The broad stock market index gained less than 0.1%. Despite a decline in September, the benchmark is up more than 35% over the past six months. The Dow Jones Industrial Average slipped 0.3%. The Nasdaq Composite increased 1%.

Investors are waiting to see if Congress will pass another aid package that would bolster U.S. economic growth ahead of next month's presidential election, though such hopes have largely receded in recent weeks.

"The big wild card in the U.S. is whether we get more fiscal spending or not," said Gregory Perdon, co-chief investment officer at private bank Arbuthnot Latham. "The political backdrop is just so toxic."

A renewed burst of optimism this week -- prompted by talks between Republican and Democratic leaders -- began to fade Wednesday after the House postponed a vote on a $2.2 trillion package.

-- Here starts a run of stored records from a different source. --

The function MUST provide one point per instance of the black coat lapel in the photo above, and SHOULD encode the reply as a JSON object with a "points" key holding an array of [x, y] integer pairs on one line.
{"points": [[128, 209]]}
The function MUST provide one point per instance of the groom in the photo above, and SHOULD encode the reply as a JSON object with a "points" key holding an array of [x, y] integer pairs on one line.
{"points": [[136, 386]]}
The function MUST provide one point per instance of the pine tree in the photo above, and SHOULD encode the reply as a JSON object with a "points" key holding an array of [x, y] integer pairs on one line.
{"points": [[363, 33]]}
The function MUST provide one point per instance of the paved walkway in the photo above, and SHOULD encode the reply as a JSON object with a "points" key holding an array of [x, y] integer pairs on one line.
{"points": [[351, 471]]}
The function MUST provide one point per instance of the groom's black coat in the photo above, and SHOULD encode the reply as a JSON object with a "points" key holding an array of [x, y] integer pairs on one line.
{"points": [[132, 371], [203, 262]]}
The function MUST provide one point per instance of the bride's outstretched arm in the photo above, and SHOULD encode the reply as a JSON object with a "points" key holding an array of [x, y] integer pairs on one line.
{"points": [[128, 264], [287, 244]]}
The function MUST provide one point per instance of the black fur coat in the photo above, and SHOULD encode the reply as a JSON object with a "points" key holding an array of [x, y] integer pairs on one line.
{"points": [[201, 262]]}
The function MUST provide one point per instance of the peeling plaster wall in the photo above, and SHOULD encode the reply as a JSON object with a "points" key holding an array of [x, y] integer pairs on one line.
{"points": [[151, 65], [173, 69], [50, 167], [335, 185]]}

Democrats are trying to find common ground with the White House on a bipartisan agreement, though they remain far apart on key issues.

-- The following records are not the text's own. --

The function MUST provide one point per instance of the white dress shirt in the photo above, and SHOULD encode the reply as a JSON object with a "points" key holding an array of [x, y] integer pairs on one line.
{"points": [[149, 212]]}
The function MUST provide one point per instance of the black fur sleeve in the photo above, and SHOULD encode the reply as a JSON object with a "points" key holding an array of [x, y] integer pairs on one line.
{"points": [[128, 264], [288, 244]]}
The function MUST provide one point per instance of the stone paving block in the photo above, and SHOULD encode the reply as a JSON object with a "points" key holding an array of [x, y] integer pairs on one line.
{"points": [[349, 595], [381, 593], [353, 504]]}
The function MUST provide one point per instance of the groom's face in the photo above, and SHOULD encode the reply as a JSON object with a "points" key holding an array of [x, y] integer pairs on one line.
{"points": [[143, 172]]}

The lead-up to the presidential election -- and the prospect of a contested outcome -- is keeping a lid on the rally and creating turbulence in markets, traders said.

"It's a lot of maybe and maybe not," said Kathryn Kaminski, chief research strategist at AlphaSimplex Group. "We have a positive view on U.S. stocks, but are still skeptical."

Investors are also still assessing the course of the coronavirus. Infection rates in the U.S. have remained elevated for some months, and health experts have warned that the colder months may bring a new wave of cases.

Although investors don't expect to see a repeat of the spring's stringent lockdowns, fresh restrictions could threaten recovery in the labor market and weigh on consumer spending, which accounts for more than two-thirds of the U.S. economy.

About 837,000 Americans applied for new unemployment benefits through the week ended Sept. 26, down from 873,000 the week before, signaling an improving labor market though unemployment remains high. New figures from the Department of Commerce showed that U.S. consumers boosted spending by 1% in August from the month prior.

Activity in the U.S. manufacturing sector kept growing in September, albeit at a slightly slower speed than that of August, data from a survey compiled by the Institute for Supply Management showed Thursday.

U.S. consumer spending rose 1% in August while incomes fell, in part because of a decline in government aid for unemployed workers.

Some believe the central banks' stimulus measures will keep markets buoyant.

"If you look at the market, it's telling you that we're going to get a recovery next year. I'm convinced we're in a new bull market," said Patrick Spencer, managing director at U.S. investment firm Baird. "Even with the election, behind all that is central banks and liquidity."

The Nasdaq Composite's stronger performance than other major indexes show that technology has been a major recipient of what has ultimately an uneven rally, investors said.

Within the S&P 500, the energy sector was by far the weakest performer Thursday, falling 2.7%.

"There still has not been a dramatic amount of broad-based support, especially in energy and financials," said Jeremy Bryan, portfolio manager at Gradient Investments. "Those are the poster children of continued underperformance."

Financial stocks ticked up 0.3% in the S&P 500 Thursday, the sector has dropped 21% this year. Only the energy group, with a 51% decline, has fared worse.

In corporate news, shares of Boeing rose 1.2% after the plane maker got a tentative personal endorsement for fixes to its beleaguered 737 MAX from the head of the Federal Aviation Administration. Shares in PepsiCo edged up 1% after the drinks and snacks company beat earnings estimates.

In bond markets, the yield on the benchmark 10-year Treasury ticked up to 0.691%, from 0.677% Wednesday. In currency markets, investors' continued expectations of Fed stimulus, as well as heightened appetite for risk-taking outside the U.S., has contributed to the weakening of the dollar. The WSJ Dollar Index, which tracks the greenback against a basket of other major currencies, fell 0.1%.

Overseas, the pan-continental Stoxx Europe 600 rose 0.2%. In Asia, the Tokyo Stock Exchange halted all stock trading for Thursday due to a system problem and said it expects to resume normal trading Friday. Markets in China, Hong Kong and South Korea were closed for a holiday.